BP wasn’t the only one sounding an alarm. While none of the prominent forecasters were quite as bearish, predictions for peak oil started popping up everywhere. Even OPEC, the unflappably bullish cartel of major oil exporters, suddenly acknowledged an end in sight—albeit still two decades away. Taken together these forecasts mark an emerging view that this year’s drop in oil demand isn’t just another crash-and-grow event as seen throughout history. Covid-19 has accelerated long-term trends that are transforming where our energy comes from. Some of those changes will be permanent.
It’s often difficult to recognize civilization-sized shifts in behavior until after they’ve occurred. Until the pandemic none of the major oil forecasters had seen an imminent demand peak. The debate won’t end now, especially with signs that the pandemic will ease in 2021. But if we look back from here and see the oil peak clearly in the past, what follows will be the evidence of how the energy future snuck up on us.

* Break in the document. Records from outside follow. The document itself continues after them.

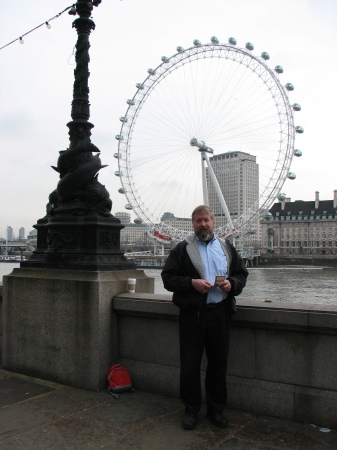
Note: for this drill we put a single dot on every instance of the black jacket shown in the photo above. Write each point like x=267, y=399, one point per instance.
x=184, y=263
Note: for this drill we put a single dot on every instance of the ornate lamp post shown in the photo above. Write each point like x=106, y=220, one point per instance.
x=79, y=231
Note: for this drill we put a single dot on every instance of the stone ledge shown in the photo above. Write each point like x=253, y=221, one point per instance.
x=285, y=316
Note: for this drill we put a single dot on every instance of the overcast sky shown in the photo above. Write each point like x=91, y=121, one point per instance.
x=36, y=81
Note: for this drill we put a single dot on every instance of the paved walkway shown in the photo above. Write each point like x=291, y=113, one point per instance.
x=36, y=414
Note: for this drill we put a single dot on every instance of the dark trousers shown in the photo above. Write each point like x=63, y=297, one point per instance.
x=209, y=332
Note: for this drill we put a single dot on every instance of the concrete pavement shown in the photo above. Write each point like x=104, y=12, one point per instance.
x=36, y=414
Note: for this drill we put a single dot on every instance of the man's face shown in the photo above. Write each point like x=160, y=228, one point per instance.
x=203, y=226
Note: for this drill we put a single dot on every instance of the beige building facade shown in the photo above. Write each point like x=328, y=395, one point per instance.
x=301, y=227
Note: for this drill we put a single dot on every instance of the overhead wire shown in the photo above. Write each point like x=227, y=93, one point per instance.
x=46, y=22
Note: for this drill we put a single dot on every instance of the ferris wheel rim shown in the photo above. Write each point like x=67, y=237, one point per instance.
x=143, y=91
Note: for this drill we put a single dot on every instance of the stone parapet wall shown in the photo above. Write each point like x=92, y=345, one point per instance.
x=282, y=362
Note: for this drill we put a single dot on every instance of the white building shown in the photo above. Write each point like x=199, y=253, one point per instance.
x=238, y=177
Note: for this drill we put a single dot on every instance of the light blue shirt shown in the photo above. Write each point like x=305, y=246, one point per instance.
x=215, y=263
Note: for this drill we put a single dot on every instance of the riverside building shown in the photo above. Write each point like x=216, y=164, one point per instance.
x=301, y=227
x=238, y=177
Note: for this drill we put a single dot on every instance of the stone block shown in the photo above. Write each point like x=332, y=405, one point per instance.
x=297, y=358
x=261, y=397
x=316, y=406
x=58, y=325
x=241, y=358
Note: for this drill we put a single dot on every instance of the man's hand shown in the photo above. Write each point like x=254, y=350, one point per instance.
x=201, y=286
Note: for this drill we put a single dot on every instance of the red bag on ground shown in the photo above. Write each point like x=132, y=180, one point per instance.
x=119, y=380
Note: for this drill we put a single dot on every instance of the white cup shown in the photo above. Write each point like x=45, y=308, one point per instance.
x=131, y=285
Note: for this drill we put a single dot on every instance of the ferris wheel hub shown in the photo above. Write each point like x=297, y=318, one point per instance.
x=201, y=146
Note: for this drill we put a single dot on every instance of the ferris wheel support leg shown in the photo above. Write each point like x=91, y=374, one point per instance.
x=218, y=191
x=204, y=180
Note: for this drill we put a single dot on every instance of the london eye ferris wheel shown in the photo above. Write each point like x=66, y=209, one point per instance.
x=207, y=100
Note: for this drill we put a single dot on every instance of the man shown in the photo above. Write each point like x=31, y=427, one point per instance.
x=205, y=310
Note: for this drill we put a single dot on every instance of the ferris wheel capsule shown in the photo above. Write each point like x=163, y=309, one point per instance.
x=296, y=107
x=267, y=215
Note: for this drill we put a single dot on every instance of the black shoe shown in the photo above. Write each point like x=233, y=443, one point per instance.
x=218, y=419
x=189, y=421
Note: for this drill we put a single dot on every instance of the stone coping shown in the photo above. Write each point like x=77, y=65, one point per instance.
x=260, y=314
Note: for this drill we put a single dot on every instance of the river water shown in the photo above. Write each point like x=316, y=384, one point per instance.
x=299, y=285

The peak no one saw coming
Energy analysts usually present multiple scenarios. The gap between each forecast comes down to differing assumptions about government policies, economic conditions and consumer preferences for things such as new electric cars and solar panels. A business-as-usual scenario assumes little impact from policy shifts or new technology.
Most analysts had only predicted declining demand for oil in improbably green scenarios that could only be achieved with far stronger global climate policies. What made BP’s 2020 forecast unique is that peak oil now snuck into its business-as-usual baseline. If technologies and pollution rules improve, the dropoff in demand would be even more swift.
The prospect of a 2019 peak went largely overlooked when BP released its highly regarded Energy Outlook in September. Pinpointing it was made more difficult by the fact that the company hadn’t yet included the latest real-world energy data from 2019.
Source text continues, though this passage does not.